French, sentant la victoire proche, la victoire décisive, s’affolait :
Décider cette femme à revenir en Angleterre… Le pourrait-il ?…
En somme, French s’en rendait parfaitement compte, il n’avait aucun argument pour forcer M meGarrick à le suivre…
Et, de moins en moins, French pensait pouvoir compter sur l’appui de Juve…
Le détective, toujours embusqué dans le fourré, réfléchit de longues minutes, surveillant M meGarrick qui, évidemment, loin de se douter de sa présence, tranquillement humait l’air pur de la matinée…
Clac… clac…
French venait d’avoir une inspiration subite ! Tirant son appareil photographique, il avait pris deux instantanés de M meGarrick, et il songeait :
— Qu’elle vienne ou qu’elle ne vienne pas, j’aurai toujours ainsi une preuve de son existence…
Mais il fallait qu’elle vienne…
Et, sortant du fourré, se démasquant, French s’avança, appelant :
— Madame Garrick, madame Garrick.
D’un haut-le-corps, la jeune femme qui rêvait à sa fenêtre s’était redressée.

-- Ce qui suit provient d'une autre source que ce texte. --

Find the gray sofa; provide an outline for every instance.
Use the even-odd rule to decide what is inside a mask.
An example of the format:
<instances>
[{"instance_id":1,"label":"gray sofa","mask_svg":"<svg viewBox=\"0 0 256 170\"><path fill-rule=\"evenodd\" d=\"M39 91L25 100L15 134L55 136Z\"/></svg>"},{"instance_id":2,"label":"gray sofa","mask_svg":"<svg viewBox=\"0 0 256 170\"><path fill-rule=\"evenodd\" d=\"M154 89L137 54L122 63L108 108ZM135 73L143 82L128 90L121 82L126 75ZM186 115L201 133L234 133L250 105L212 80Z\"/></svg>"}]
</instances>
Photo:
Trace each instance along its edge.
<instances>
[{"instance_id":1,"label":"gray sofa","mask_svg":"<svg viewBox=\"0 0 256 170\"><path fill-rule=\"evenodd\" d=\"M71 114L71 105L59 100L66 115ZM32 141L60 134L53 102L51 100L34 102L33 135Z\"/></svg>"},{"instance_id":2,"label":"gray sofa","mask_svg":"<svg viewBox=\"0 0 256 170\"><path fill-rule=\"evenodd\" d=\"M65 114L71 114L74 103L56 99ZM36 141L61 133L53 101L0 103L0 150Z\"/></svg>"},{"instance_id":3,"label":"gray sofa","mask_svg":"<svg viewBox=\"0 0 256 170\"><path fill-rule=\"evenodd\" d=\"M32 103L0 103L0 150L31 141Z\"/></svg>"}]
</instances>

Qui donc dans cette campagne reculée, pouvait l’appeler de ce nom ?
Qui ? cet homme ….
La malheureuse jeune femme, soudain pâlie, fixait maintenant le policier d’un air hagard, elle articula d’une voix tremblante :
— Qui demandez-vous, monsieur ?
Mais French affecta de ne rien comprendre à ce désaveu implicite. Il insista :
— Madame Garrick, j’ai trois petits mots à vous dire… voulez-vous m’accorder la faveur d’un entretien ?
Même jeu :
— Vous demandez, monsieur ?
Et French, toujours très froid, affirma :
— Madame Garrick, je vous en prie nous n’avons pas une minute à perdre. J’ai besoin de vous parler…, il faut que vous me receviez… vous m’entendez bien, madame ? il le faut…
Et French pesait de telle façon sur ce mot « il faut », que, de plus en plus pâle, M meGarrick, s’inclinant, finit par répondre :
— C’est bien, monsieur, veuillez m’attendre une seconde. Je descends vous ouvrir…
***
Tandis que French, renseigné par Juve, arrivait à rencontrer l’énigmatique épouse du docteur Garrick, d’autres événements se précipitaient, qui avaient bien leur importance.
À neuf heures, Bobinette était sortie de la maison pour se rendre au village.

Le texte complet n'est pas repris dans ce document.